You can also let ECS create one implicitly when you set a default namespace on the cluster:
aws ecs put-cluster-capacity-providers \
--cluster prod \
--capacity-providers FARGATE FARGATE_SPOT \
--default-capacity-provider-strategy capacityProvider=FARGATE,weight=1
aws ecs update-cluster \
--cluster prod \
--service-connect-defaults namespace=prod
With a cluster default set, new services inherit the namespace and you only specify enabled: true plus the per-service services block. The same in Terraform, so the namespace and default are reviewed as code:
resource "aws_service_discovery_http_namespace" "prod" {
name = "prod"
description = "Service Connect namespace for prod ECS services"
}
resource "aws_ecs_cluster" "prod" {
name = "prod"
service_connect_defaults {
namespace = aws_service_discovery_http_namespace.prod.arn
}
}
The DNS-free part is the important nuance. With Cloud Map DNS-based discovery (the older serviceRegistries model), a client resolves payments.prod.local against a Route 53 private hosted zone, gets back a set of A records, and picks one. The client does its own load balancing with whatever its HTTP library happens to do, DNS TTLs cache stale records, and a task that died ten seconds ago can still be in the resolver cache.
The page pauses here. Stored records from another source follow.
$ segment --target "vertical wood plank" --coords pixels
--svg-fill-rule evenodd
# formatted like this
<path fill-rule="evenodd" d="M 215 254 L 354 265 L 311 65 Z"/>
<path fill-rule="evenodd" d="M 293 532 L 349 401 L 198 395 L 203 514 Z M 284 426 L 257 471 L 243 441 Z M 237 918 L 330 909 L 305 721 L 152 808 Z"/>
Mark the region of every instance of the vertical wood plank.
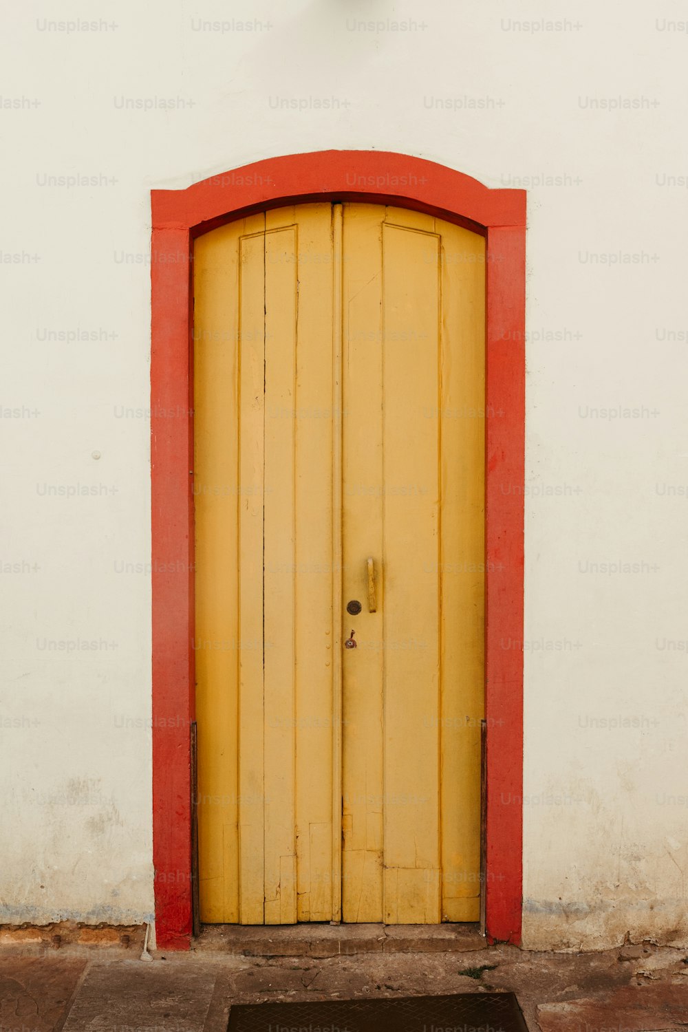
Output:
<path fill-rule="evenodd" d="M 341 921 L 341 358 L 343 206 L 332 205 L 332 921 Z"/>
<path fill-rule="evenodd" d="M 239 248 L 239 913 L 264 921 L 263 508 L 265 425 L 264 234 Z"/>
<path fill-rule="evenodd" d="M 255 217 L 253 222 L 262 221 Z M 194 506 L 200 909 L 238 921 L 238 283 L 243 221 L 194 247 Z"/>
<path fill-rule="evenodd" d="M 385 223 L 383 305 L 384 918 L 423 924 L 440 920 L 439 238 L 434 232 Z"/>
<path fill-rule="evenodd" d="M 296 921 L 295 420 L 297 228 L 265 234 L 265 923 Z M 275 418 L 275 413 L 288 413 Z"/>
<path fill-rule="evenodd" d="M 384 209 L 343 208 L 342 918 L 383 921 L 383 617 L 368 613 L 365 561 L 383 555 L 382 244 Z M 350 600 L 363 610 L 352 617 Z"/>

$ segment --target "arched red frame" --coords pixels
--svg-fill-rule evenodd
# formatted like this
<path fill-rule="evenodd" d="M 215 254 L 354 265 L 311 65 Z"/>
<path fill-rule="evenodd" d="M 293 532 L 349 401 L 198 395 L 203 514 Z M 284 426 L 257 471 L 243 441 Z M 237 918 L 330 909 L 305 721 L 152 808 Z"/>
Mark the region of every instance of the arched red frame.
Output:
<path fill-rule="evenodd" d="M 194 719 L 193 238 L 251 212 L 367 200 L 436 215 L 487 239 L 486 922 L 519 942 L 522 893 L 525 192 L 491 190 L 402 154 L 321 151 L 269 158 L 186 190 L 153 190 L 153 859 L 158 947 L 192 934 Z"/>

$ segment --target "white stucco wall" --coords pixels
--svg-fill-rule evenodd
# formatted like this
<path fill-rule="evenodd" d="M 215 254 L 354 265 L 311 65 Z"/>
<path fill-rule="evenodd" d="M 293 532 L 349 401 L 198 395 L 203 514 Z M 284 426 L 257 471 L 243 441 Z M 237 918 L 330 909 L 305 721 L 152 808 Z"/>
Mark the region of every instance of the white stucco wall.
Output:
<path fill-rule="evenodd" d="M 375 148 L 528 188 L 524 942 L 688 943 L 682 17 L 6 14 L 0 923 L 153 911 L 150 190 Z"/>

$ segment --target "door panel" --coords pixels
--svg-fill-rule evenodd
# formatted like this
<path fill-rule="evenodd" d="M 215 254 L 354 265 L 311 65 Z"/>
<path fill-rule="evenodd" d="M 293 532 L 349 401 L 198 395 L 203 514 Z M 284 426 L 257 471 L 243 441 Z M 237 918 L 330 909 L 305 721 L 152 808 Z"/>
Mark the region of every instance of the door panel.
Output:
<path fill-rule="evenodd" d="M 330 220 L 329 204 L 282 208 L 195 246 L 206 922 L 331 916 L 332 453 L 320 411 L 332 389 Z"/>
<path fill-rule="evenodd" d="M 307 204 L 194 276 L 201 920 L 478 920 L 484 239 Z"/>

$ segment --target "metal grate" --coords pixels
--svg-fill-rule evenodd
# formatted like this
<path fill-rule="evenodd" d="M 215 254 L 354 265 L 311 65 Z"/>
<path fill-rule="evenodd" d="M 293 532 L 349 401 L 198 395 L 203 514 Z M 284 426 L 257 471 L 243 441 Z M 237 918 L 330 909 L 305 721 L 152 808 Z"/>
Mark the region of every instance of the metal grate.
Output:
<path fill-rule="evenodd" d="M 513 993 L 259 1003 L 231 1008 L 228 1032 L 528 1032 Z"/>

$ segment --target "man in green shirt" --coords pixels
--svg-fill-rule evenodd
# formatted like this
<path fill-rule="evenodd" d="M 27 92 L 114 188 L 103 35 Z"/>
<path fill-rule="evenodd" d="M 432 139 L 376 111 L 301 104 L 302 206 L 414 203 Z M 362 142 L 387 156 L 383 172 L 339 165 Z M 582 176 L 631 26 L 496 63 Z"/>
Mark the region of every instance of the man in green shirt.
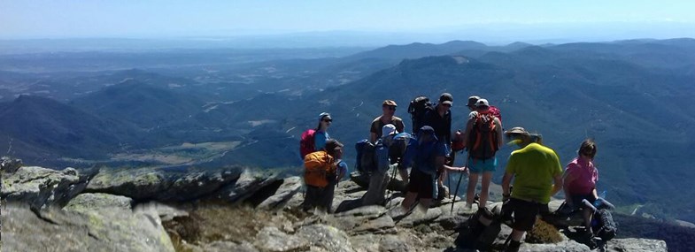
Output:
<path fill-rule="evenodd" d="M 562 189 L 562 165 L 552 149 L 543 146 L 540 135 L 531 135 L 522 127 L 506 131 L 505 135 L 521 149 L 512 152 L 502 179 L 503 212 L 511 216 L 512 241 L 506 251 L 519 251 L 521 237 L 530 231 L 541 211 L 548 211 L 550 197 Z M 514 179 L 510 195 L 510 183 Z"/>

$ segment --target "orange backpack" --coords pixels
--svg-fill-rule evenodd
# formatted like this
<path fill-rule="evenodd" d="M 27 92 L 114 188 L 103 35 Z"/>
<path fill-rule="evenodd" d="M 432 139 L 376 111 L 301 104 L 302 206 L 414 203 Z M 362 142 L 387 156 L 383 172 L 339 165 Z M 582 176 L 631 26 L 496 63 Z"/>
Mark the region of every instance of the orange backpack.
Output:
<path fill-rule="evenodd" d="M 304 182 L 306 185 L 325 187 L 328 177 L 336 176 L 337 165 L 326 151 L 312 152 L 304 157 Z"/>

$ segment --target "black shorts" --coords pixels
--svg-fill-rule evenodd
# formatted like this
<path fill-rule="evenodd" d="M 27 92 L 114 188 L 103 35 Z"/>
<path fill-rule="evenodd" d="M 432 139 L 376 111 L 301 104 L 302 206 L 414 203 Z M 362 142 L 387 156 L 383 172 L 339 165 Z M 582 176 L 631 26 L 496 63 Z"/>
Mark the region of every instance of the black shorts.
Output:
<path fill-rule="evenodd" d="M 593 195 L 572 195 L 572 205 L 575 207 L 575 210 L 577 209 L 584 209 L 584 203 L 582 202 L 583 200 L 589 201 L 590 203 L 593 204 L 596 202 L 596 197 Z"/>
<path fill-rule="evenodd" d="M 417 193 L 421 199 L 435 198 L 434 187 L 436 181 L 432 175 L 420 172 L 417 168 L 410 169 L 410 181 L 408 183 L 408 192 Z"/>
<path fill-rule="evenodd" d="M 548 204 L 527 202 L 520 199 L 511 198 L 503 206 L 504 211 L 514 213 L 514 224 L 512 228 L 519 231 L 531 231 L 533 225 L 536 224 L 536 218 L 538 214 L 548 212 Z"/>

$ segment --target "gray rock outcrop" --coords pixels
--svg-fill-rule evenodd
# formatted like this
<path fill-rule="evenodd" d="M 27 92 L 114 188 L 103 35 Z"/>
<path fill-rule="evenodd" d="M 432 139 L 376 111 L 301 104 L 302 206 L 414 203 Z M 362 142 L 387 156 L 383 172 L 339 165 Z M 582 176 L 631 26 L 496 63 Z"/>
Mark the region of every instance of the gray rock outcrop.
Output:
<path fill-rule="evenodd" d="M 199 199 L 236 181 L 243 170 L 102 169 L 86 192 L 105 193 L 136 201 L 183 202 Z"/>
<path fill-rule="evenodd" d="M 9 202 L 28 203 L 36 209 L 59 208 L 81 193 L 91 176 L 79 174 L 73 168 L 58 171 L 22 167 L 13 173 L 4 173 L 0 197 Z"/>
<path fill-rule="evenodd" d="M 157 216 L 125 210 L 80 213 L 3 210 L 4 251 L 174 251 Z"/>

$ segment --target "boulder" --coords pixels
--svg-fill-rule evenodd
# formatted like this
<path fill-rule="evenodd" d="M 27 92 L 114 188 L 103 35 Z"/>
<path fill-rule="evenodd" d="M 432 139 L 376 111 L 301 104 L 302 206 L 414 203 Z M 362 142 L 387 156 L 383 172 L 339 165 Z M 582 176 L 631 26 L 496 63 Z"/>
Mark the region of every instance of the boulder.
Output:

Service Connect inverts this. The agent maintains a live view of healthy endpoints pushed from the ECS control plane — no periodic DNS query, no TTL staleness window. When a payments task is stopped, ECS withdraws its endpoint from every client proxy in the namespace within seconds. clientAliases.dnsName is a logical name the proxy intercepts locally; it is not a record you have to resolve over the wire to a hosted zone. That is why Service Connect reacts to topology change far faster than DNS-based discovery, and why you stop seeing the “connection refused to a dead IP” tail that plagues DNS-TTL discovery.
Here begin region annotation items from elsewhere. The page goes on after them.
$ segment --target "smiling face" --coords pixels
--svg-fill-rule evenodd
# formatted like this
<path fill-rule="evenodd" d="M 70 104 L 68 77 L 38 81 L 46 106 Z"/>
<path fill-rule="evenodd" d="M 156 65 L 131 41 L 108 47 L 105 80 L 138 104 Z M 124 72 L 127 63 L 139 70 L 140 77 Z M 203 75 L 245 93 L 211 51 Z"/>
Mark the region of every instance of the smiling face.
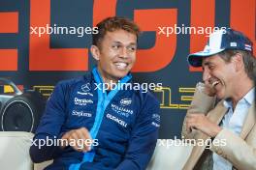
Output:
<path fill-rule="evenodd" d="M 205 84 L 215 90 L 218 99 L 232 99 L 239 81 L 236 63 L 226 63 L 219 55 L 213 55 L 203 59 L 202 66 Z"/>
<path fill-rule="evenodd" d="M 128 74 L 136 61 L 136 49 L 137 36 L 122 29 L 107 32 L 99 46 L 91 46 L 105 82 L 116 82 Z"/>

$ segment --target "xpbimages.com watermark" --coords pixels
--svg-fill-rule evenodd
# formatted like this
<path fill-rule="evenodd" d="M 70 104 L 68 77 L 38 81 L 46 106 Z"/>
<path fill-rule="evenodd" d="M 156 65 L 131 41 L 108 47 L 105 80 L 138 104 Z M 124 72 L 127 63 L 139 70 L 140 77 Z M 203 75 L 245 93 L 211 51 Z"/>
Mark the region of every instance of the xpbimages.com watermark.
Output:
<path fill-rule="evenodd" d="M 148 90 L 153 91 L 155 89 L 161 89 L 162 83 L 121 83 L 119 80 L 117 83 L 111 80 L 110 83 L 95 83 L 94 90 L 101 90 L 106 92 L 108 90 L 141 90 L 143 93 L 146 93 Z"/>
<path fill-rule="evenodd" d="M 202 27 L 202 26 L 185 26 L 185 24 L 181 24 L 181 26 L 177 26 L 175 24 L 174 26 L 159 26 L 158 27 L 158 35 L 164 35 L 166 37 L 170 37 L 173 34 L 183 34 L 183 35 L 206 35 L 208 37 L 211 33 L 223 30 L 226 32 L 227 27 Z"/>
<path fill-rule="evenodd" d="M 170 147 L 185 147 L 185 146 L 206 146 L 206 149 L 210 149 L 211 146 L 227 146 L 226 139 L 185 139 L 183 136 L 181 139 L 177 139 L 175 136 L 175 139 L 159 139 L 158 146 L 164 146 L 166 148 Z"/>
<path fill-rule="evenodd" d="M 31 146 L 36 146 L 39 149 L 41 149 L 44 146 L 78 146 L 78 149 L 83 149 L 85 146 L 88 147 L 95 147 L 99 145 L 98 139 L 58 139 L 56 136 L 54 136 L 53 138 L 49 138 L 48 136 L 47 136 L 46 139 L 35 139 L 33 141 L 33 139 L 30 139 L 31 141 Z"/>
<path fill-rule="evenodd" d="M 44 34 L 53 34 L 53 35 L 77 35 L 77 37 L 83 37 L 84 35 L 89 34 L 98 34 L 98 27 L 75 27 L 75 26 L 59 26 L 57 24 L 53 24 L 50 26 L 47 24 L 46 26 L 41 27 L 30 27 L 30 34 L 37 35 L 38 37 L 42 37 Z"/>

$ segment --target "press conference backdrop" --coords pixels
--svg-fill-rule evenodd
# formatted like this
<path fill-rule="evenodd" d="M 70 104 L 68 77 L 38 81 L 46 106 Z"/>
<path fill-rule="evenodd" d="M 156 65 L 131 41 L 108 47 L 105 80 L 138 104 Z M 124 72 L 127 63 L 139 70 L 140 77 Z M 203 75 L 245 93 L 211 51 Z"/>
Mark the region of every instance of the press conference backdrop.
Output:
<path fill-rule="evenodd" d="M 95 65 L 89 47 L 96 23 L 126 16 L 144 31 L 135 79 L 163 85 L 153 92 L 161 101 L 160 138 L 180 137 L 202 74 L 188 67 L 186 56 L 203 49 L 218 28 L 242 31 L 255 43 L 255 0 L 0 0 L 0 77 L 48 97 L 59 80 L 80 76 Z M 43 34 L 48 27 L 69 32 Z"/>

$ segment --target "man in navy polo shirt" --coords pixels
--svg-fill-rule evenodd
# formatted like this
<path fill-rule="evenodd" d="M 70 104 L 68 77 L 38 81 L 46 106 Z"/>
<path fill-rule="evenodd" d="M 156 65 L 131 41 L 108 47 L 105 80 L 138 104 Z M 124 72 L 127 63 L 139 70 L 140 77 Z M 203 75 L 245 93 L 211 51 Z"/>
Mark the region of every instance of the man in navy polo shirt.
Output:
<path fill-rule="evenodd" d="M 149 92 L 118 88 L 132 83 L 139 27 L 122 17 L 97 27 L 91 46 L 97 67 L 56 85 L 30 148 L 34 162 L 54 160 L 48 170 L 143 170 L 153 154 L 159 102 Z M 66 142 L 39 147 L 50 139 Z"/>

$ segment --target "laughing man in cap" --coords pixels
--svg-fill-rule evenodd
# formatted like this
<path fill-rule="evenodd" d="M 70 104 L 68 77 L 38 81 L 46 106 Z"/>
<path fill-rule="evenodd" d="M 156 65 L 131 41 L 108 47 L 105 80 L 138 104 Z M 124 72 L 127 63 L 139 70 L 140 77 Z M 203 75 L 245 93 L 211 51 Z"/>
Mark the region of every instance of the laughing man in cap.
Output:
<path fill-rule="evenodd" d="M 208 141 L 196 145 L 184 165 L 189 169 L 256 169 L 256 112 L 252 42 L 233 29 L 209 36 L 205 49 L 188 63 L 203 68 L 182 136 Z M 216 102 L 217 101 L 217 102 Z"/>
The two namespace types Cloud Map offers and what each supports — pick HTTP for Service Connect:
| Namespace type | Created by | Supports Service Connect? | Supports DNS discovery? | When to use |
|---|---|---|---|---|
| HTTP | create-http-namespace |
Yes | No (no hosted zone) | Service Connect; API-based discovery |
| DNS private | create-private-dns-namespace |
Yes (also usable) | Yes (private hosted zone) | When you also need DNS resolution for non-SC consumers |
| DNS public | create-public-dns-namespace |
No | Yes (public) | Public service discovery — not east-west |
The discovery-mechanism contrast in one place, because it is the crux of why people migrate:
| Property | Cloud Map DNS discovery | Service Connect |
|---|---|---|
| Resolution path | Client → Route 53 PHZ → A records | App → local proxy (no wire DNS) |
| Who load-balances | The client’s HTTP library | The client proxy, per request |
| Staleness on task death | DNS TTL window (seconds–minutes) | Push-based withdrawal, ~seconds |
| Dead-IP “connection refused” tail | Common | Eliminated |
| Requires a private hosted zone | Yes | No |
| Health awareness | Cloud Map health checks (coarse) | Real per-request outlier detection |
| Telemetry on the upstream chosen | None | Proxy access logs + metrics |
Built-in resilience: pooling, retries, timeouts, outlier detection
This is the reason to adopt Service Connect even if you were happy with discovery. The Envoy sidecar gives every call path mesh-grade resilience without a service mesh.
Connection pooling is automatic. The proxy keeps warm upstream connections to backend tasks and multiplexes requests, so you are not paying TCP and TLS handshake cost per request. For HTTP/2 and gRPC (appProtocol: http2 / grpc) it multiplexes streams over a single connection.
Per-request load balancing. Because the client proxy holds the full healthy-endpoint set, it load-balances per request across tasks, not per DNS resolution. A new task that scales in starts taking traffic immediately; a task scaling out is drained.
Timeouts are configurable per service via timeout in the Service Connect config. idleTimeoutSeconds bounds idle connections; perRequestTimeoutSeconds caps a single request — critical for HTTP/1.1 where a slow upstream otherwise pins a connection:
{
"portName": "http",
"discoveryName": "ledger",
"clientAliases": [{ "dnsName": "ledger", "port": 8080 }],
"timeout": {
"idleTimeoutSeconds": 60,
"perRequestTimeoutSeconds": 15
}
}
For long-poll or streaming endpoints, set
perRequestTimeoutSeconds: 0to disable the per-request cap on that service — otherwise the proxy will sever your stream at the timeout. Do this surgically, perdiscoveryName, never globally.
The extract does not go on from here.